Despite being an English major, I had not heard of the graduate school program before the event. I can only speak to my own shortsightedness, but I’ve found it’s so easy to get wrapped up in the undergraduate experience that Washington University’s large population of graduate students often gets pushed outside central campus’ general consciousness. It seems logical that this would occur, since undergrads typically have little reason to interact with many graduate students, unless they are acting as our teaching assistants or instructors.

The MFA event on Tuesday was one of the first times I really got a glimpse into the graduate world. Walking into Hurst Lounge, I immediately sensed how close a community the program fostered. With all the hugs, kisses and greetings, everyone seemed to know everyone else. I overheard at least three separate occasions of students introducing their mothers.

David Schuman, the director of creative writing, introduced the readers using the humorously cliched passengers on a ship metaphor: “The passengers get off with their luggage and live among us for a while and then in what seems just a moment later they are boarding the ship hopefully with more luggage than they came with and embark to numerous places unknown. I happen to think that these ships have even more majesty sailing away from us than they do coming in. What we’ll witness over the next two nights of readings is some of that majesty.”

The first reader is fiction writer Marta Evans, whose soft, expressive voice quickly captured the attention of the room. She is three minutes into her piece about the birthday and dark encounters of main character Cleo and has just read the line, “Sometimes when she is alone she throws the remote at the wall to watch it break apart, but she always puts it together again,” when Chopin Nocturne No. 2 starts playing from an unknown location in the room. Evans does not respond to the interruption until the culprit is revealed to be no other than fiction professor Kathryn Davis, who struggles inside her bag to the find her ringing phone. Recognizing the irony of the situation, Evans and the rest of the room break out laughing before the phone is shut off and the writer resumes her serious tone.

Next is poet Aaron Coleman, who begins by thanking the professors and his present friends, who take up their own row. His deep voice is almost as powerful as the opening poem itself. Once he finishes I nearly begin enthusiastically clapping before I see no one else doing the same and deduce that reading etiquette dictates waiting until all the poems have been read before the applause. Coleman shows his next complexly organized poem, “Saint Trigger,” to the audience before reading it.

“I’m only showing it because it’s so scatter-shot across the page that it’s not supposed to lend itself to one specific reading but sort of have different ones through systems of sound and logic,” Coleman said.

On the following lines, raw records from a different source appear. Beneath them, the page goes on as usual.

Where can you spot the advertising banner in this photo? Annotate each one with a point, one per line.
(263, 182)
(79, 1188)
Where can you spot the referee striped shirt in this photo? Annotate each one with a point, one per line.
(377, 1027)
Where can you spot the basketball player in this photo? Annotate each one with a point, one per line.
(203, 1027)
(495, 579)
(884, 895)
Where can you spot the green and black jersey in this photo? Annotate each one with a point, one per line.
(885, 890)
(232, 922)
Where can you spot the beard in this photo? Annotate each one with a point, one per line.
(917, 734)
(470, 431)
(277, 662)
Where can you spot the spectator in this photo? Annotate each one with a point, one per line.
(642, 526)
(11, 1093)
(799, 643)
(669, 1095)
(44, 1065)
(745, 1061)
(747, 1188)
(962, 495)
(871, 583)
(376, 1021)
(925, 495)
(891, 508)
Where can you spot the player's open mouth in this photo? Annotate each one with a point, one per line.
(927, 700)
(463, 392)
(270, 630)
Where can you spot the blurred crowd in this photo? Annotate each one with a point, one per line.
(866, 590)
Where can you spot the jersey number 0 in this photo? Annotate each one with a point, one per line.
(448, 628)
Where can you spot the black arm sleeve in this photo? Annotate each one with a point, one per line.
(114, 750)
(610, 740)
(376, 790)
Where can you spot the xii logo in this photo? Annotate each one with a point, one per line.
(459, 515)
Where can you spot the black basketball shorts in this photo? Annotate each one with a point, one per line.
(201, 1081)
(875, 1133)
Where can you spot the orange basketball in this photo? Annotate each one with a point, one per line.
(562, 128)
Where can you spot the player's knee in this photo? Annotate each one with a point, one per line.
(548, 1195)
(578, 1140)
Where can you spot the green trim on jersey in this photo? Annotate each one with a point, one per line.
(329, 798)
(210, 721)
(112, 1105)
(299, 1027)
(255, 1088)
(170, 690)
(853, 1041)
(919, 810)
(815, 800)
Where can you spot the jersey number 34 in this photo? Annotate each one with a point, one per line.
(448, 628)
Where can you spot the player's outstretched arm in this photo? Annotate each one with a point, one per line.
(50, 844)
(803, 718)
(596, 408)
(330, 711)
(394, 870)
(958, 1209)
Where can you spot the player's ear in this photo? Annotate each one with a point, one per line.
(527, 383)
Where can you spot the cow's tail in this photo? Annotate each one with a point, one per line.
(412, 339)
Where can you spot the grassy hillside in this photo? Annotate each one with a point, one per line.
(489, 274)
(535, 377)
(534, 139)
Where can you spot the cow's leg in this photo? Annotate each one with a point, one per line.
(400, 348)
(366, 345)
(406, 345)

He later gives the audience a two-poem (plus a Tanka) warning, which the audience uses to break into applause at just the right moment.

The response is just as enthusiastic for the two writers who follow him, Ravind Grewal-Kok and Aaron Teel.

Coleman gave a short introduction for Grewal-Kok.

“Whenever I read Ravind Grewal-Kok’s work, I find myself thankful for the courage and audacity of his storytelling, how it opens doors into rooms to ourselves that can be uncomfortable if not terrifying to look into or even unlock,” Coleman said.

Grewal-Kok’s vivid story explored his encounters with violence in Punjab and then Canada. Teel’s work could not have been more distinct. Reading an excerpt from his book Shampoo Horns, he maintained a deadpan expression through all of the dark humor of his piece, which took place in a small town in Texas.

Each reading was incredibly different from the last, yet they were all marked with the same intensity that gripped the audience. Walking out, the individual readers’ voices rang in my mind. I couldn’t believe that I had almost passed up on the opportunity to witness the amazing talent that the MFA program has. It may have been the first graduate student event I have ever attended, but it certainly will not be my last.

The second round of readings will take place Thursday, April 23 at 8 p.m. in Hurst Lounge.